Zespół, który nie wydał słabego albumu. Zespół, który nie nagrał słabej piosenki. Zespół, którego nikt nie zna. Grają/grali coś w rodzaju progresywnego epic doom metalu, podobnie do Candlemassa, jednak właśnie z tą progresywną różnicą, bardziej pokręcone rytmy, dłuższe piosenki z delikatnymi naleciałościami muzyki świata, jakiegoś dziwnego klimatu wykraczającego poza ramy zwykłej stylistyki piekła, rogatych demonów, diabłów, itp, czyli to co w metalu gra główną rolę. Poza genialną i doskonale zgraną sekcją instrumentalną symbolem kapeli jest wokalista Robert Lowe. Gość, który posiada(ł) głos zdolny kruszyć kamienie, moc jego śpiewu była niesamowita i wydawało się, że robi to absolutnie bez wysiłku, jakby od niechcenia. Zawsze kiedy go słucham mam przed oczami jakiegoś skrzydlatego boga lecącego nad wysokimi górami i budzącego uśpione tytany swoimi hymnami. Zespół wydał 6 albumów i chyba już więcej nie będzie, bo niestety głos Roba okazał się być jak eksplozja - kiedy niszczył to zmiatał wszystko co stało na drodze, ale kiedy zaczął już słabnąć to nie było odwrotu, zwłaszcza, że facet o siebie nie dbał i alko i tłuste żarcie zrobiły swoje. Widziałem niedawno jakieś urywki z nowszych koncertów i jest to smutny widok. Instrumenty wciąż bezbłędne, ale Robert, wyraźnie stary, gruby i łysiejący nie ma siły/ochoty już śpiewać. Wyłączyłem po kilku minutach, bo nie chcę widzieć go w takim stanie, chcę pamiętać go jako człowieka, który głosem jest w stanie przedzielić ocean na pół.

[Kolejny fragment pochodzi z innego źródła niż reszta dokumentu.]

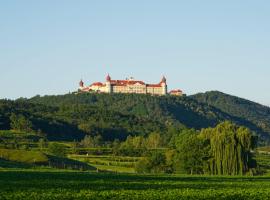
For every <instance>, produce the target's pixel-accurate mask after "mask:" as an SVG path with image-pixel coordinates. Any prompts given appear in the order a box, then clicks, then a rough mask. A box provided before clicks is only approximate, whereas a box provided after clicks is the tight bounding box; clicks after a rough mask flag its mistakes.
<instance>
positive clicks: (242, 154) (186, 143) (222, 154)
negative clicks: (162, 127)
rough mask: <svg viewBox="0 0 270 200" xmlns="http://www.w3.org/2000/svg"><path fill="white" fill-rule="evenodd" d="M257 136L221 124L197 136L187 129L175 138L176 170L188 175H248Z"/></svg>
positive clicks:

Przykładowo drugi album, Beyond The Crimson Horizon, w którym Lowe nie schodzi z wyższych rejestrów, jest nietykalny. Reszta płyt nie odstaje.
Dwa występy na żywo z 1993 roku z dwoma piosenkami z tego albumu. Jakość VHS, dźwięk jednak bardzo dobry, ale maderfaker...ten głos jest mocniejszy niż wersja studyjna.
Seeds Of Desolate:
Spokój do 3 minuty, potem Rob to już człowiek opętany.
The Hourglass:
2:35 - dopóki tego nie zobaczyłem nie dowierzałem, że on to wyciągnął bez jakichś tricków podczas produkcji, a ten prze(pipi) zwyczajnie zaśpiewał to sobie na luzie na żywo.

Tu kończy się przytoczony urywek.